Le même document signale la fréquence des mariages mixtes entre les deux races, et le fait est d’autant plus remarquable qu’à la même époque, les mariages avec étrangers paraissent une sorte de disgrâce. La clause 6 de la pétition des barons en 1258 stipule qu’on ne doit pas marier les héritières nobles en les « faisant déroger, » en les « mésalliant » (ce sont les deux traductions les plus approximatives du mot disparagentaer) et l’explication que le contexte donne de ce mot est caractéristique[2] : « en les unissant, est-il dit, à des hommes qui ne sont pas de la nationalité de ce royaume d’Angleterre. » On sait que les nobles anglais ont conservé la tradition et ne se marient guère qu’entre eux. Les noblesses cosmopolites et les clergés ultramontains ont été le fléau de plus d’un état du continent. Ici, la noblesse et le clergé ont pu être, comme ailleurs, égoïstes, turbulens, avides, oppresseurs ; mais dès l’origine et par une sorte de fatalité géographique, ils se sont trouvés pénétrés d’un sentiment national profond, étroit, défiant, qui a eu l’avantage de limiter l’horizon et d’arrêter le développement de l’esprit de caste et qui n’a pas cessé de miner sourdement, — je l’expliquerai mieux un peu plus loin, — les fondations de l’établissement catholique en Angleterre.

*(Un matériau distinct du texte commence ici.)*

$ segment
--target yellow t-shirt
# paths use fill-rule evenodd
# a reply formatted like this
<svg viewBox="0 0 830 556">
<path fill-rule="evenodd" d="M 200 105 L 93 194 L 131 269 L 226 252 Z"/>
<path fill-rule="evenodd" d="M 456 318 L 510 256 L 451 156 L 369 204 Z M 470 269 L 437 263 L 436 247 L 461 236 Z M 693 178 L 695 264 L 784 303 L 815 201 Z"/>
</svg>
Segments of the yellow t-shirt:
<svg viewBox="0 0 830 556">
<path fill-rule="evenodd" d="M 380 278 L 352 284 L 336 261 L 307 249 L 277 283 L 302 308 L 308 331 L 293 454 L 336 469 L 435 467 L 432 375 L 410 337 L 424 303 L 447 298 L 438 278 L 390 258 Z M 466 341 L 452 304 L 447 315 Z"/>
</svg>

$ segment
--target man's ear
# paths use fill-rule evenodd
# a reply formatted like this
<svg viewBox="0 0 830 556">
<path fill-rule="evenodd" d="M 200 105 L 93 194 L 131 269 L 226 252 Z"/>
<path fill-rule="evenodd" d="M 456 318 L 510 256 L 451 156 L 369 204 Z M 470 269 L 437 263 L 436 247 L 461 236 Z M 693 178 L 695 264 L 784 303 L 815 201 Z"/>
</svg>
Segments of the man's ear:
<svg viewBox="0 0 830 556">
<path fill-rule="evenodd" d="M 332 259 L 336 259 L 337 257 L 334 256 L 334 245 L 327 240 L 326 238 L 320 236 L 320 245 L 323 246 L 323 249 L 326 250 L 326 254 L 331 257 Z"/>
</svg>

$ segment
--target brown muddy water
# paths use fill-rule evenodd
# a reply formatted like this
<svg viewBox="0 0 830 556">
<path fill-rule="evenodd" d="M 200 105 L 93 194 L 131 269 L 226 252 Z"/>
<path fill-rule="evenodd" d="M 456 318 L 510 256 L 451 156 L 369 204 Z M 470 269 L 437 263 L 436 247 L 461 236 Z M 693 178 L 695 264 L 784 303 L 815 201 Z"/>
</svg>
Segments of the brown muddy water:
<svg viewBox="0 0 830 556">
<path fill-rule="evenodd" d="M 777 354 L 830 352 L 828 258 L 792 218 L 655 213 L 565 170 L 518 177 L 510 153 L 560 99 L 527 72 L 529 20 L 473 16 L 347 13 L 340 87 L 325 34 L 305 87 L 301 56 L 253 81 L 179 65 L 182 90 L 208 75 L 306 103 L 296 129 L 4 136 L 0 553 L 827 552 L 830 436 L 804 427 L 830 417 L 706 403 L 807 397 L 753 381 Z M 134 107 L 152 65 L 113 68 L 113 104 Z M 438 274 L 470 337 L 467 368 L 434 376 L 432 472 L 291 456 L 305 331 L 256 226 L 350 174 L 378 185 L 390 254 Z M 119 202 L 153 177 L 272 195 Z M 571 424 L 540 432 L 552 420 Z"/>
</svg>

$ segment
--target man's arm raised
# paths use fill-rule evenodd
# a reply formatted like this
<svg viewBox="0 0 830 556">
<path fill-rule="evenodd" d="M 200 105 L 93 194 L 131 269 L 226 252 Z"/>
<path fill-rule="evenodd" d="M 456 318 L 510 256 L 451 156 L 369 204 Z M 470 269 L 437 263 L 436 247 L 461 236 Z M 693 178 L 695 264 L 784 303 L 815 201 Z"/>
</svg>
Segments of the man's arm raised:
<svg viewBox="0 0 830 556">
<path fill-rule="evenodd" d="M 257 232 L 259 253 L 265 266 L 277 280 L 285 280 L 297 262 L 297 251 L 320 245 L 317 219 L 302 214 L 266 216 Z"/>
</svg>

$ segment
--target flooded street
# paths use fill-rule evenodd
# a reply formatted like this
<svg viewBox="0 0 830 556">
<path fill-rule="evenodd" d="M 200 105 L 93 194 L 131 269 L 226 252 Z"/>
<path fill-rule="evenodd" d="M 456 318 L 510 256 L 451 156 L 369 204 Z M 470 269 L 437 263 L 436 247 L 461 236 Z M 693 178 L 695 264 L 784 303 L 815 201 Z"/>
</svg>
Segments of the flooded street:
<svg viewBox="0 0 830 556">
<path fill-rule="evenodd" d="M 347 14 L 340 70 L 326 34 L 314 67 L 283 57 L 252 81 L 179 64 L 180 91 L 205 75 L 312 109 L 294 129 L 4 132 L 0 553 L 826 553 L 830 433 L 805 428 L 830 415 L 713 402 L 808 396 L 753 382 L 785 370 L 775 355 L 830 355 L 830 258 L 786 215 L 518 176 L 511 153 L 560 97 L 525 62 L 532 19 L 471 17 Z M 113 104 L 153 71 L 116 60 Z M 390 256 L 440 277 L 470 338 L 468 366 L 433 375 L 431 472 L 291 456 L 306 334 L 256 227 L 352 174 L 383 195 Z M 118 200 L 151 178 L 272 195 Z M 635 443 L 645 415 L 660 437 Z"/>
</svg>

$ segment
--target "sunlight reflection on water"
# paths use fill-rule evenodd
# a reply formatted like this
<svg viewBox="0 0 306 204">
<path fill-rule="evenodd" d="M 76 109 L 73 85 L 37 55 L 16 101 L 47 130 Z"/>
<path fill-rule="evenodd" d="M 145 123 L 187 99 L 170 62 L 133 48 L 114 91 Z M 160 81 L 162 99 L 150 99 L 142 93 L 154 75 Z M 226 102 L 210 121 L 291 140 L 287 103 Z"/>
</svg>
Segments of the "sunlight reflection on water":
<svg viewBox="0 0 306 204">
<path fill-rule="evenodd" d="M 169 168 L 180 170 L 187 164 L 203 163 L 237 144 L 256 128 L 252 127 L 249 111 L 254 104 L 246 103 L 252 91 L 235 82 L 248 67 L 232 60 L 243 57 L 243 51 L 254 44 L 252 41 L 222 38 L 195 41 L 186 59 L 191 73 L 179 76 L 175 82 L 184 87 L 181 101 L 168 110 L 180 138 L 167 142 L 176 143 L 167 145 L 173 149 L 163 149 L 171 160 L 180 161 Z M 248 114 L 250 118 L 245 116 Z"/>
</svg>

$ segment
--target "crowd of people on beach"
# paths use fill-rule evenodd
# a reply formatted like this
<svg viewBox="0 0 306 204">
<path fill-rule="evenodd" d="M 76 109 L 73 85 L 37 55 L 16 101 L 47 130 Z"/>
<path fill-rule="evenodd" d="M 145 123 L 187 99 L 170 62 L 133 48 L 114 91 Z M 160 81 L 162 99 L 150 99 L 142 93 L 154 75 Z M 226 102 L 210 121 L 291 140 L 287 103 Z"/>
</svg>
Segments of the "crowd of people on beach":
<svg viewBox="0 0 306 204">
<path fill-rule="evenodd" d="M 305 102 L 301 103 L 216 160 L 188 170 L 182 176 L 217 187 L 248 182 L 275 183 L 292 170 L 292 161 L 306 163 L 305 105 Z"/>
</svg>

Une circonstance a particulièrement aidé au développement rapide de cette conscience nationale ; c’est l’homogénéité très ancienne des différentes parties du territoire. Considérez un instant la division administrative de la France depuis ses origines jusqu’à la fin de l’ancien régime. Vous y trouvez de grandes provinces qui ont l’étendue de moyens royaumes ; la Bretagne, par exemple, égale en superficie à plus du quart de l’Angleterre proprement dite ; plusieurs correspondent à des sous-nationalités ; une race particulière y fait le fond de la population ; plusieurs ont été de véritables états et gardent le souvenir d’un temps où leurs chefs étaient en possession d’une souveraineté distincte. Leur réunion à la couronne est graduelle ; elle se fait quelquefois par conquête, souvent par mariage, par héritage, par contrat, presque toujours sous des conditions qui leur garantissent d’anciennes franchises[3]. Le roi, substitué à l’ancien seigneur, négocie

  1. Stubbs, Select Charters.
  2. Ibid., p. 383.
  3. Sous Philippe le Long, la langue d’Oc ne veut pas d’une seule monnaie pour tout le royaume. Elle tient à ses étalons et à ses mesures et repousse ceux de Paris.